Description
Indulge in a delightful Lemon Basil Zucchini Pasta Alfredo, a creamy and flavorful vegetarian dish that’s perfect for a summer meal. This pasta combines the freshness of zucchini and basil with the zing of lemon, all coated in a rich Alfredo sauce.
Ingredients
Scale
Pasta:
- 12 ounces fettuccine or linguine
- 1 tablespoon olive oil
Zucchini Mixture:
- 2 medium zucchinis (spiralized or thinly sliced)
- 2 cloves garlic (minced)
- 1 tablespoon lemon zest
- 1 tablespoon fresh lemon juice
- 2 tablespoons chopped fresh basil
- 1/2 cup grated Parmesan cheese
- 1 cup heavy cream
- 2 tablespoons unsalted butter
- Salt and black pepper to taste
- Extra basil and lemon zest for garnish (optional)
Instructions
- Cook Pasta: Boil salted water and cook pasta until al dente. Reserve 1/2 cup pasta water, drain, and set aside.

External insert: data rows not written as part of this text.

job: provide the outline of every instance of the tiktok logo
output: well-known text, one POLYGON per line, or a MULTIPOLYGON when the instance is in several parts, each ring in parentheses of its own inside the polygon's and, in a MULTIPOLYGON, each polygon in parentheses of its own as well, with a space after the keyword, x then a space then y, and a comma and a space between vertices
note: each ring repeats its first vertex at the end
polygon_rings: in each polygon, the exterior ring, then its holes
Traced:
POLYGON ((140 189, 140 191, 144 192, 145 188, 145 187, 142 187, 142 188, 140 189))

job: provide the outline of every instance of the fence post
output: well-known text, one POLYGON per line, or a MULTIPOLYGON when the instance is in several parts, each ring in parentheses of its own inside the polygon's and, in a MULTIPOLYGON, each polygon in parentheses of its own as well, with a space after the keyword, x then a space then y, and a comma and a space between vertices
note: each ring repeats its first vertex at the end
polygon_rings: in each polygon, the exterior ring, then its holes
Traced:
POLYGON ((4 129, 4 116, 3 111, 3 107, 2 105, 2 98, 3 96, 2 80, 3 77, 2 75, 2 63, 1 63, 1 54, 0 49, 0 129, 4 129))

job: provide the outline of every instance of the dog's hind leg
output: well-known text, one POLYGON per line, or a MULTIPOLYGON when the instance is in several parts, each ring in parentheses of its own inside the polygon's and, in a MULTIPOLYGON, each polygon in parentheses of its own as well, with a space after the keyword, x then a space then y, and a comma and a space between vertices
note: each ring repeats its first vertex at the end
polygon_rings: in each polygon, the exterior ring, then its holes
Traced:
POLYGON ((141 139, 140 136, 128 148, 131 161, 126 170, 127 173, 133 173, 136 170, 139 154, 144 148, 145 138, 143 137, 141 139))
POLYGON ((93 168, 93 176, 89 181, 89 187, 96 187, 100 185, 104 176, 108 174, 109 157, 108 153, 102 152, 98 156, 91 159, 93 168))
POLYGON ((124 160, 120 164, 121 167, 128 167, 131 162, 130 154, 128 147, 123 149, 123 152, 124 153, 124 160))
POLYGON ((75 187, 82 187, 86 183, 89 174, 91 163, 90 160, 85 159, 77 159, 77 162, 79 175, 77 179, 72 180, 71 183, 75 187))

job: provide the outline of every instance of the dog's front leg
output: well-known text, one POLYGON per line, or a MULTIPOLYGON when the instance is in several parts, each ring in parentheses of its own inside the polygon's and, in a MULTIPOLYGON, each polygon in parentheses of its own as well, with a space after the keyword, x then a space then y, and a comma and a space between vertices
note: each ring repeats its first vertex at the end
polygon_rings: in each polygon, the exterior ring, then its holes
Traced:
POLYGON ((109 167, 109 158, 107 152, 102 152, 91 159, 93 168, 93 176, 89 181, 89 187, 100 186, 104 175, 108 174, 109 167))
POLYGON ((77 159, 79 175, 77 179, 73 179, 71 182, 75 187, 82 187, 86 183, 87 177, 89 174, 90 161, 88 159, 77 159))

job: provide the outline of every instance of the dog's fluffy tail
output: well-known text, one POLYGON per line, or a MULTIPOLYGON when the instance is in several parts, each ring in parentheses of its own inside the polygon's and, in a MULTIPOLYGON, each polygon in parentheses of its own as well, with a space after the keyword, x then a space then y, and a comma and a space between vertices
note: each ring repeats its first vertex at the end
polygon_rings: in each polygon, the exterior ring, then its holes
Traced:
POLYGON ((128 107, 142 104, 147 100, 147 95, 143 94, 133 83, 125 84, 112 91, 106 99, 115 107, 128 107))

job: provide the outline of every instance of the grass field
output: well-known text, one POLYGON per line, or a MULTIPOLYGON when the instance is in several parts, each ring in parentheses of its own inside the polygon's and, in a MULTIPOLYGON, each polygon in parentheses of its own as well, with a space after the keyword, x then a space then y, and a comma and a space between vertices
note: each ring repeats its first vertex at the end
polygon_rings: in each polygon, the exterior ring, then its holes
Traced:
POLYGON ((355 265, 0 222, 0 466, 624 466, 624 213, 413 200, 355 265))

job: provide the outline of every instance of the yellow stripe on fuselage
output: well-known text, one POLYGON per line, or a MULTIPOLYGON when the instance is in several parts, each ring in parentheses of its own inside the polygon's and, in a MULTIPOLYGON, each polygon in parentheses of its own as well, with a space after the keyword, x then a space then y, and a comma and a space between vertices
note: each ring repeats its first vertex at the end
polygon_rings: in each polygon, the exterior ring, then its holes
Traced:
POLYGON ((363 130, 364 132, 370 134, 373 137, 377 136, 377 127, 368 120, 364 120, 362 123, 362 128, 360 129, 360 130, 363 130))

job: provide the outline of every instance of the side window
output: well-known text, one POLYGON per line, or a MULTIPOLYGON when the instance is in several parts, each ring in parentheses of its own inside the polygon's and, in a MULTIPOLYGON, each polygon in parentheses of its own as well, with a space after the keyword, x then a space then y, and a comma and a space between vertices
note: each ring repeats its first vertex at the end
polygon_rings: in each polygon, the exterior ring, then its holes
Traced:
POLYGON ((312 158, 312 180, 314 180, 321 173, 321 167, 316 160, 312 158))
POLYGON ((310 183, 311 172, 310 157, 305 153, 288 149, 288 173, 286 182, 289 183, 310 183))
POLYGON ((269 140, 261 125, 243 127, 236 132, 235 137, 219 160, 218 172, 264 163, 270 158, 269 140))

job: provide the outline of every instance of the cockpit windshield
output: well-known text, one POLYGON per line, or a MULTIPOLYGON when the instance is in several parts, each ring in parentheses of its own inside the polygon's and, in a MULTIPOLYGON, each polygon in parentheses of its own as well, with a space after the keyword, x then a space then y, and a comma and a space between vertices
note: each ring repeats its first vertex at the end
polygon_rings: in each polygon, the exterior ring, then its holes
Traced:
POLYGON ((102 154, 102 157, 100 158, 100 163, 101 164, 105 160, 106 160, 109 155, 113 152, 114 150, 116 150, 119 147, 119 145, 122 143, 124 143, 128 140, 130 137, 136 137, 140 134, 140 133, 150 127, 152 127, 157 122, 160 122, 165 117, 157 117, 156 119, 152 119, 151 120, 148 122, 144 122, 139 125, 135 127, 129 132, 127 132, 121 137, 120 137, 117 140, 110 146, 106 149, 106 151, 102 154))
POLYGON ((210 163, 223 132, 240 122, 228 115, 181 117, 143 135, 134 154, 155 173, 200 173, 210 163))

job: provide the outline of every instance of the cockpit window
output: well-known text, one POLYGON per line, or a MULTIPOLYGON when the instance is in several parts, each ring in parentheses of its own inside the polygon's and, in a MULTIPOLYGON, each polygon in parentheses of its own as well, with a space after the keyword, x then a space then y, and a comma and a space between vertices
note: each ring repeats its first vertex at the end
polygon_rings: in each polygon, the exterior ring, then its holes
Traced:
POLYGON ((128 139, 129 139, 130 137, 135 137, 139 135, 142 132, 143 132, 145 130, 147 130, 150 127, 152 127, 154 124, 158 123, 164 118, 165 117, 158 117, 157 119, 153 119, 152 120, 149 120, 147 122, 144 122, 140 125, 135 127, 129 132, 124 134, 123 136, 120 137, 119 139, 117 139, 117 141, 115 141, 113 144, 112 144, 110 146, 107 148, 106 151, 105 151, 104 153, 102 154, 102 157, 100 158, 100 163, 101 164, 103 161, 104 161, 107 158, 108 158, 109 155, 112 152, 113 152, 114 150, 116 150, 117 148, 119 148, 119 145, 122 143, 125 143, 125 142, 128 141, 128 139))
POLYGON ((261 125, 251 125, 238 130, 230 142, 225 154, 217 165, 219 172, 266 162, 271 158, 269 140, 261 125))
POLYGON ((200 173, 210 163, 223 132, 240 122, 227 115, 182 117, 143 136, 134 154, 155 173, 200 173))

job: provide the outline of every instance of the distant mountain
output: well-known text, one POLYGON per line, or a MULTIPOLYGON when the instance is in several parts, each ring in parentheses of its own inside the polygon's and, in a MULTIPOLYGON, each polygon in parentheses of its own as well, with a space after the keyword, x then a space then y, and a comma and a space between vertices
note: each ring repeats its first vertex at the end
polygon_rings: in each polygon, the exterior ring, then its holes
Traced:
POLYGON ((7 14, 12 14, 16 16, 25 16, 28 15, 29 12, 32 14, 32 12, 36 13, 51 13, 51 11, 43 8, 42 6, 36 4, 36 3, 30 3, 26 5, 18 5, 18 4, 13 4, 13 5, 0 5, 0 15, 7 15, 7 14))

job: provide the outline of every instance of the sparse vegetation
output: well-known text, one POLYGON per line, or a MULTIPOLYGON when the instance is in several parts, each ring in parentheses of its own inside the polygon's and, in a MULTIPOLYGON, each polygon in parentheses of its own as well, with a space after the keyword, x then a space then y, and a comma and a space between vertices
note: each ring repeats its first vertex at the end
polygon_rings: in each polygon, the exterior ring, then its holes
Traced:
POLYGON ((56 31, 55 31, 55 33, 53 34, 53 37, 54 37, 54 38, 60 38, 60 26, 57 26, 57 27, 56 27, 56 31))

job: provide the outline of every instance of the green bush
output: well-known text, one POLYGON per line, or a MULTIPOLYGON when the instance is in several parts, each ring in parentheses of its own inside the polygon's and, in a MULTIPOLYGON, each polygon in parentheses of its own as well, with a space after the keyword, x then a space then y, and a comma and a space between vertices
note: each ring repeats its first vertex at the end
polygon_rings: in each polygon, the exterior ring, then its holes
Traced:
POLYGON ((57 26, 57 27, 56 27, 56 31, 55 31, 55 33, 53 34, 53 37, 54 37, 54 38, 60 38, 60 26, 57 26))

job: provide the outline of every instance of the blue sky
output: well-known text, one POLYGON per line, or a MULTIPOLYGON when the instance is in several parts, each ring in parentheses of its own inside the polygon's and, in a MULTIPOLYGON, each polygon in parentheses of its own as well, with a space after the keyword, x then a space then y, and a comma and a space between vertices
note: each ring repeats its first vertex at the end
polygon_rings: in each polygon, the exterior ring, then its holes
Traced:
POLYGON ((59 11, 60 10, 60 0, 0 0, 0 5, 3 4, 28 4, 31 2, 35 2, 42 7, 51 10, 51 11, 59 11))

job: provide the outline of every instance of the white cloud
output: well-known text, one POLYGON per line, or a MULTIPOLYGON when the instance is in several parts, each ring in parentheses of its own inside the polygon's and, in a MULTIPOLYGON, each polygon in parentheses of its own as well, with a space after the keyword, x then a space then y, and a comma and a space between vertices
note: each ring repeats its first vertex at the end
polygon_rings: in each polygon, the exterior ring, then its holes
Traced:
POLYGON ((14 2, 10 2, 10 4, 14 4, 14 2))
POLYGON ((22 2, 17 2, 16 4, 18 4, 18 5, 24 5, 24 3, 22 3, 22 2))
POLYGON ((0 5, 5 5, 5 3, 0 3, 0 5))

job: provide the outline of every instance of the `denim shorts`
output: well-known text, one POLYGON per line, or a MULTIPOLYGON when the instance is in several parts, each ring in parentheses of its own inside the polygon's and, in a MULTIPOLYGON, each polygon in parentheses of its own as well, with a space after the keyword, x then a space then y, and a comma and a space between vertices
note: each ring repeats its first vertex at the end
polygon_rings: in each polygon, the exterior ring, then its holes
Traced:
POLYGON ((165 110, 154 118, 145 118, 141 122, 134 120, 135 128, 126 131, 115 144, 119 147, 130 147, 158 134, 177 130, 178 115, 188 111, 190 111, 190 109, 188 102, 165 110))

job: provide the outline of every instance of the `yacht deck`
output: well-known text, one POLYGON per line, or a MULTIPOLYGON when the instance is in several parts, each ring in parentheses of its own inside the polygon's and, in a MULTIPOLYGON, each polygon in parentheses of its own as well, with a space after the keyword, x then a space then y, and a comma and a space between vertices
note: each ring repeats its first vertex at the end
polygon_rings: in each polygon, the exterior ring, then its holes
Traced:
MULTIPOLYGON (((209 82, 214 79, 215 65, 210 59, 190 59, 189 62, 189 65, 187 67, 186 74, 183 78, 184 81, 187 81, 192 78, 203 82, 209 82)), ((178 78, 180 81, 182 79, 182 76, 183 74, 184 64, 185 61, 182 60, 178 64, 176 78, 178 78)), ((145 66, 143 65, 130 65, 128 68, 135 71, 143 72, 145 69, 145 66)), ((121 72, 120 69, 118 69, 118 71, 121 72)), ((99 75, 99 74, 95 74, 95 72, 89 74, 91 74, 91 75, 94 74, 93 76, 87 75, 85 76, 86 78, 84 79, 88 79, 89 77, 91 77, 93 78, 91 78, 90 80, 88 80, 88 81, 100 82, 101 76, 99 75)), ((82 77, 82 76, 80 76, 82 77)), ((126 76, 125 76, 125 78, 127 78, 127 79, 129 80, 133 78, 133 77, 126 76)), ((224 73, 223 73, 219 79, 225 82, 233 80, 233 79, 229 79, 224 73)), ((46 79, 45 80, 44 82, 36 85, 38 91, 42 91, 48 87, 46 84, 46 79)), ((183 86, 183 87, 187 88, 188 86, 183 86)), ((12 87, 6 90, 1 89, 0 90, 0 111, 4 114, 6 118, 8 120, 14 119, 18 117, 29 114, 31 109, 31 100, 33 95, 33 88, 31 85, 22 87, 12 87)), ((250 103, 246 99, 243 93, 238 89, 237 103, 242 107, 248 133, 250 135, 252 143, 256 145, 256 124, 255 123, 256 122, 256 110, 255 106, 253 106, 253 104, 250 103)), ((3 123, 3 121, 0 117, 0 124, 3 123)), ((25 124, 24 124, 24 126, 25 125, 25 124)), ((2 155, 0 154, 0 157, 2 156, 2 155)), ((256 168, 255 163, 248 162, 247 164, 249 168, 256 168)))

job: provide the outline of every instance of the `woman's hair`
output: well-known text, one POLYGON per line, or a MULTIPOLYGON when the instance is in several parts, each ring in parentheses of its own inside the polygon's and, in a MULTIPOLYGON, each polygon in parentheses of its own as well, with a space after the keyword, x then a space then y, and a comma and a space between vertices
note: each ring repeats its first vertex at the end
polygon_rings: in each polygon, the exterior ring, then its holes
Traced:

- Sauté Zucchini: In a skillet, melt butter with olive oil, sauté garlic, add zucchini and cook until tender. Stir in lemon zest and juice.
- Prepare Sauce: Reduce heat, add heavy cream, Parmesan cheese, and cooked pasta. Toss to coat, adding pasta water to adjust consistency.
- Finish Dish: Stir in basil, season with salt and pepper, cook briefly. Serve warm, garnished with basil and lemon zest.
Notes
- For added protein, top with grilled chicken or white beans.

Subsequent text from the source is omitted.